What is it that draws one body to another? What is it that then draws a body to pull out a pen and try to trace what it sees, record the figure before it in line or stroke? There is a way in which the smattering of drawings that now exist of me in the world make me feel like she was trying to metabolize something—to be inside an experience but move it through, pull it in so that it might convert, and eventually pass outside of her. She draws me: The lines that comprise my face now exist in her hands like muscle memory. She has pulled them into her fingers and now knows them without having to look. And when these lines pass through her onto the page, one queer body draws another—while at the same time, she lets herself be drawn.
There is a story of Gertrude Stein sitting for a portrait by Picasso only to have him finish and show her a painting that did not look much like her. He famously declared that it would, knowing the power he had to make an image.

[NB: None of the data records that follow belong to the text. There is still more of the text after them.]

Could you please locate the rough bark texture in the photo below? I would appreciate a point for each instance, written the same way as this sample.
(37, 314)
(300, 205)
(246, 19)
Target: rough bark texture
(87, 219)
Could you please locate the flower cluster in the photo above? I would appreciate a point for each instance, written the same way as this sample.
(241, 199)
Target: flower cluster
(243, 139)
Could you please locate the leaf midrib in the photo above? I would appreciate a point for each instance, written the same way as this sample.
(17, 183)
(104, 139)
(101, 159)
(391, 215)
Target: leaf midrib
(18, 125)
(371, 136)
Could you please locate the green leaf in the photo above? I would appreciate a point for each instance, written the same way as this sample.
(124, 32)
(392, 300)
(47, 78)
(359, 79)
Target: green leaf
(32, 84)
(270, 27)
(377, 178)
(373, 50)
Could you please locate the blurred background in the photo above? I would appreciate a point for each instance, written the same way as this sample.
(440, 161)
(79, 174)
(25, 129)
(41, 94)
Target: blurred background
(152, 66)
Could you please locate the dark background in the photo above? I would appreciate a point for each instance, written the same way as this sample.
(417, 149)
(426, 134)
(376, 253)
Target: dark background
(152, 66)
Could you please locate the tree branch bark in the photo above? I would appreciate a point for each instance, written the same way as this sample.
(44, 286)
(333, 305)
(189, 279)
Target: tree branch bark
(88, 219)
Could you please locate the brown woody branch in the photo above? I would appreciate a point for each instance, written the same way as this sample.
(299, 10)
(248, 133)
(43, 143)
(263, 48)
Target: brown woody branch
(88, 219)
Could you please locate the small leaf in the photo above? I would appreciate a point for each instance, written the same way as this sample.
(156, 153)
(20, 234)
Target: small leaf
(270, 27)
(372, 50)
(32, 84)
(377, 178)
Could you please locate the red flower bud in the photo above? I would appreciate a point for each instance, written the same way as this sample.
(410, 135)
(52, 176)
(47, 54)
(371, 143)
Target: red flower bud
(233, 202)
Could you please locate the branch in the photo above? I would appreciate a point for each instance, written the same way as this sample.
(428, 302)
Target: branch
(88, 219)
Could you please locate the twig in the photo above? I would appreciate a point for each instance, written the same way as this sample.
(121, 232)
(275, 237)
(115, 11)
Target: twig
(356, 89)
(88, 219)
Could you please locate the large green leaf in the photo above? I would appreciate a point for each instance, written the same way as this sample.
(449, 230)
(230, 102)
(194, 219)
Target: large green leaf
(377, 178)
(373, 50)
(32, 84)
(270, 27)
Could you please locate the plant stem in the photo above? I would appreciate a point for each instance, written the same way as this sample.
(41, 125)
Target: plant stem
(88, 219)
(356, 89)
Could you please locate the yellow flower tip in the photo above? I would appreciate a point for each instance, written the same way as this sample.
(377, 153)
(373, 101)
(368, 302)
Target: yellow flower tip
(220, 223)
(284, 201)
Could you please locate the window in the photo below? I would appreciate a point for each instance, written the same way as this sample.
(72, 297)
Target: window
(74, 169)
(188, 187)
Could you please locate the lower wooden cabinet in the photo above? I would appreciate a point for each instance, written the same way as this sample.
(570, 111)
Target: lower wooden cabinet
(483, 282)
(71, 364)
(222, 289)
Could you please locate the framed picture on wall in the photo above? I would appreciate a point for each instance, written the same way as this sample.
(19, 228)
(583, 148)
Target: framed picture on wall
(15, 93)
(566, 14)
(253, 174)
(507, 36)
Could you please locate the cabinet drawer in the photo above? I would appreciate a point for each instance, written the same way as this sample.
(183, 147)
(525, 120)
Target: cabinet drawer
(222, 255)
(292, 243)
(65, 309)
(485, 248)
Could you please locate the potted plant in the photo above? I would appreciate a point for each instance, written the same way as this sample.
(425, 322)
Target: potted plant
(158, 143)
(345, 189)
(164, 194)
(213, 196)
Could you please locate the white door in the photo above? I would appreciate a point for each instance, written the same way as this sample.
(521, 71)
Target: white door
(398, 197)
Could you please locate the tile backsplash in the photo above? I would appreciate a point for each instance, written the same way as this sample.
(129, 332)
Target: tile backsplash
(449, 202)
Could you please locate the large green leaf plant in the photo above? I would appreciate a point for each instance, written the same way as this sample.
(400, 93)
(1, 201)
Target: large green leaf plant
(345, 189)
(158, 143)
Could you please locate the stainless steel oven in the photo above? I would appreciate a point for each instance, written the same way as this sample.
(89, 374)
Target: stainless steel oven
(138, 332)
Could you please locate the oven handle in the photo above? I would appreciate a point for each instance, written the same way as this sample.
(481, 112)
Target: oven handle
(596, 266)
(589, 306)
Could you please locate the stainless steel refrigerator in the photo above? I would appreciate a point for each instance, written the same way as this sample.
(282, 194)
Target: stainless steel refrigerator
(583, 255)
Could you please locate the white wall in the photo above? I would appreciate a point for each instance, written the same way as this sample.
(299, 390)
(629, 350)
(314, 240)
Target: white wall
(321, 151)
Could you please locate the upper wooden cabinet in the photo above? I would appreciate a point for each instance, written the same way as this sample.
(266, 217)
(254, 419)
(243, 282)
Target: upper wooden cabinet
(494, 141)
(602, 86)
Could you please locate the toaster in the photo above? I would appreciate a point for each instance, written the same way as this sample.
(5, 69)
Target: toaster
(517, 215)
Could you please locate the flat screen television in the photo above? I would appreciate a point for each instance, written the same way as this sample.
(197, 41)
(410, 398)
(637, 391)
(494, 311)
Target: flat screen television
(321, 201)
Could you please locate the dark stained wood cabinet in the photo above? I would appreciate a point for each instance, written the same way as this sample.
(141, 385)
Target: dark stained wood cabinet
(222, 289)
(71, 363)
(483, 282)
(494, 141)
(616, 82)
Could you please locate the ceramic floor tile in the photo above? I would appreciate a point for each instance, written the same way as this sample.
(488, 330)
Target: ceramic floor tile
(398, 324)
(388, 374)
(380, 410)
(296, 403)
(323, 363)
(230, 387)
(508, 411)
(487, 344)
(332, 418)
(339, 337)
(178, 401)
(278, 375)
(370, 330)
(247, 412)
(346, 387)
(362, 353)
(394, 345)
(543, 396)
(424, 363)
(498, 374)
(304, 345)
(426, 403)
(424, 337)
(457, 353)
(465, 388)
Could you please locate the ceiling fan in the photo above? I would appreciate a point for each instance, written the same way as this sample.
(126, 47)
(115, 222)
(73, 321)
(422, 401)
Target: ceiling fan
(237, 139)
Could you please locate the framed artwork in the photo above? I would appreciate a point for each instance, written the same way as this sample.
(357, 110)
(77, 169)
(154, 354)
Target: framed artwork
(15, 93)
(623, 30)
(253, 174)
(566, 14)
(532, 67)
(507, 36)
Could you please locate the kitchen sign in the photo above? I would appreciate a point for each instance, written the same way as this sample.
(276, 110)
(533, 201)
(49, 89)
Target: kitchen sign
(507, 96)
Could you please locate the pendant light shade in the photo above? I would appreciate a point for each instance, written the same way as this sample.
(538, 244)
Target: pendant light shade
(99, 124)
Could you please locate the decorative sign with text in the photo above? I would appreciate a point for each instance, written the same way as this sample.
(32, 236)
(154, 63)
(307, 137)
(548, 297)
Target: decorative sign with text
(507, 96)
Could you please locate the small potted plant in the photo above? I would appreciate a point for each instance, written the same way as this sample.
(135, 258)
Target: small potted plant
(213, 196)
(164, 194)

There is a lesser-known story of Emily Dickinson sending her poems off to the editor of the Atlantic Monthly only to have him respond by requesting of her a picture. She sent back a remarkably alive description of herself in words and asked, Would this do just as well? I have spent my most sustained scholarly efforts considering the powers of invisibility, the power that lies in remaining unmarked, unseen, unrepresented. It is not a popular position, and the irony of this does not escape me now, as my likeness is brushed into a vehicle of vision and visibility that preceded me and that will, no doubt, outlast.
She recently told me she wishes she did not know my face so well. Drawing, here, returned to its origins: as something to carry, something to bear. She does not do it anymore, some shield has gone up. Now, when I chance to fall asleep before her, I wake to find her watching, but she has no pen in hand.
1 June Jordan, Directed by Desire: The Collected Poems of June Jordan (Port Townsend, Washington: Copper Canyon Press, 2007), 18.
2Anne Higonnet, Berthe Morisot (Berkeley, CA: University of California Press, 1990), 57.
3Joseph T. Shipley, The Origins of English Words: A Discursive Dictionary of Indo-European Roots (Baltimore, MD: Johns Hopkins University Press, 1984), 69.